# Ft Pickens 1-19



## aquatic argobull (Mar 2, 2009)

A friend and I went to Ft. Pickens on Saturday. Temp read 58 degrees on my computer and 64 on my dive buddies :blink: I know mine records the lowest temperature sensed, maybe his computer records an average?? Either way, it was the lowest temperature my computer has ever seen. It turned out to not be too bad of a dive. I had a 5mm farmer john with a hooded vest and I was quite comfortable. Vis was about 5-15 feet depending on depth, there was a very small muck layer at about 30-35 feet.
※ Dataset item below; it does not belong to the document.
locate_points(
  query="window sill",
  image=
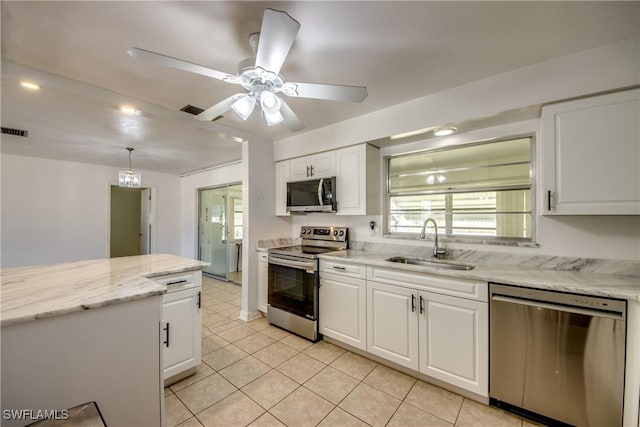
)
(519, 243)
Saw lots of spanish sardines schooling, juvenile black seabass, mutton snapper, pinfish, a few sheepshead and cowfish, but nothing out of the ordinary. 

Came up to the surface to see a nice sunset.


----------



## coolbluestreak (Jun 27, 2011)

Nice picture!
Thanks for sharing the report!


----------



## JD7.62 (Feb 13, 2008)

Mutton Snapper?


----------



## aquatic argobull (Mar 2, 2009)

It looked like juvenile red snapper, but the guy shore fishing convinced me that they were mutton. Maybe they were reds.


----------



## jamesw21 (Feb 26, 2011)

Now that's a nice sunset.


----------